Wednesday, August 5th, 2009

Heart Disease on the Rise:
Is the Prudent Diet of any Help?

There are reasons heart disease in the U.S. has increased dramatically in the last 50 years, and you may be surprised to find that they are not related to the consumption of saturated fat or your blood cholesterol levels.

In the early 1900s, heart disease was practically unheard of. By 1950, coronary heart disease, especially fatal clots that caused myocardial infarction (MI) or heart attacks, was the leading cause of death in the U.S., causing more than 30 percent of all deaths. By 1960, there were at least 500,000 heart disease deaths a year in the U.S. As of 2005 roughly one in five deaths was due to heart disease.

Why the increase?
Americans are living longer giving them more time to develop the disease, have more sedentary lifestyles, and are feeling the effects of years of cigarette smoking, but diet is the main contributing factor.

Back in the 1950s, we gave up our “natural” diets and started eating the way that food conglomerates, the American Heart Association and the government told us we should. Instead of using butter, lard and coconut oil for cooking, we ate the recommended vegetable oils, which contain heart-harming trans fats.

Americans were advised to follow the “Prudent Diet,” in which corn oil, margarine, chicken and cold cereal replaced butter, lard, beef and eggs. (The diet was based on the lipid hypothesis, which states: “saturated fat and cholesterol from animal sources raise cholesterol levels in the blood, leading to deposition of cholesterol and fatty material as pathogenic plaques in the arteries.”)

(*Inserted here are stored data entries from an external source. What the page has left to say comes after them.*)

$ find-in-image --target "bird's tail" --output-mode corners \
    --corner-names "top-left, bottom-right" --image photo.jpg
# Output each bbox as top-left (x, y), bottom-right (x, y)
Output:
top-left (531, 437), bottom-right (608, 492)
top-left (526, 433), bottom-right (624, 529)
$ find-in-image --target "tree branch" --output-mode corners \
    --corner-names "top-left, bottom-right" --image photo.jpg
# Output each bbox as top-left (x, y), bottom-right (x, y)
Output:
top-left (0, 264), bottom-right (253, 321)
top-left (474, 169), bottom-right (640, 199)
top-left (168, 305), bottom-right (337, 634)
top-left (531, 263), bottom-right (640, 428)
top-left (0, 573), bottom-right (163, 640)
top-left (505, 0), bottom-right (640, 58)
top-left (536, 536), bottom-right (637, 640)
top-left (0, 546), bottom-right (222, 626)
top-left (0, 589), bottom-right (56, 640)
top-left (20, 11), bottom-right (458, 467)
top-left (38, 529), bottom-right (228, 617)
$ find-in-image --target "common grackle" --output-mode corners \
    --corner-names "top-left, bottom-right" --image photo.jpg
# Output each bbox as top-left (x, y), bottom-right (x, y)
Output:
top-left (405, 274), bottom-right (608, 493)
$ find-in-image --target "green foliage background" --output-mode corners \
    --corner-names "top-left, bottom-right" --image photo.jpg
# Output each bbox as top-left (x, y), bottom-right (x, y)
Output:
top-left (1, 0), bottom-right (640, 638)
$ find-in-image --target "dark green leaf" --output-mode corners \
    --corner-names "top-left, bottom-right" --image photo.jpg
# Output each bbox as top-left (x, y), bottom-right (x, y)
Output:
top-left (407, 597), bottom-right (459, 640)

When asked to support the diet, Dr. Dudley White refused, saying: “Back in the MI-free days before 1920, the fats were butter and lard and I think that we would all benefit from the kind of diet that we had at a time when no one had ever heard the word corn oil.”

To decrease your risk of heart disease, include grass-fed beef, free-range poultry, organic eggs and produce, and raw dairy in your diet.